STF revoga tese da revisão da vida toda do INSS
Supremo cancela definitivamente possibilidade de recálculo das aposentadorias; aposentados não precisarão devolver valores já recebidos nem pagar honorários sucumbenciais
O Supremo Tribunal Federal (STF) decidiu nesta quarta-feira (26) revogar a tese jurídica que permitia a chamada revisão da vida toda das aposentadorias do Instituto Nacional do Seguro Social (INSS). A decisão foi tomada em julgamento virtual.
Por 8 votos a 3, a maioria dos ministros alterou o entendimento da Corte, impedindo a revisão dos benefícios, que já estava suspensa desde o ano passado.
Além de cancelar a tese de forma definitiva, o STF determinou que aposentados não precisarão devolver valores recebidos por decisões judiciais, sejam elas definitivas ou provisórias, assinadas até 5 de abril de 2024 — data da publicação da ata do julgamento que derrubou a tese.
O Supremo também entendeu que não haverá cobrança de honorários sucumbenciais dos aposentados, benefício que se estende àqueles com processos pendentes de conclusão na Justiça até 5 de abril de 2024.

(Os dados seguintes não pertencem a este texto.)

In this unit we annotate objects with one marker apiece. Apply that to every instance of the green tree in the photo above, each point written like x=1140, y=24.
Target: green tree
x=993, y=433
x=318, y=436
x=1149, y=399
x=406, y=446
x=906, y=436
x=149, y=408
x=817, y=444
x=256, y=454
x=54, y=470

Com a decisão, processos que estavam paralisados em todo o país aguardando a definição do STF poderão voltar a tramitar normalmente.
Entenda
Em março do ano passado, o STF já havia decidido que aposentados não têm direito de optar pela regra mais favorável para o recálculo do benefício.
A nova decisão anula julgamento anterior que autorizava a revisão da vida toda. A mudança ocorreu porque os ministros analisaram duas ações de inconstitucionalidade contra a Lei dos Planos de Benefícios da Previdência Social (Lei 8.213/1991), e não o recurso extraordinário que havia garantido o direito à revisão.
Ao considerarem constitucionais as regras previdenciárias de 1999, a maioria dos ministros entendeu que a regra de transição é obrigatória e não pode ser opcional aos aposentados.
Antes dessa decisão, o beneficiário podia escolher o critério de cálculo mais vantajoso, avaliando se o recálculo pela vida toda aumentaria ou não o valor do benefício.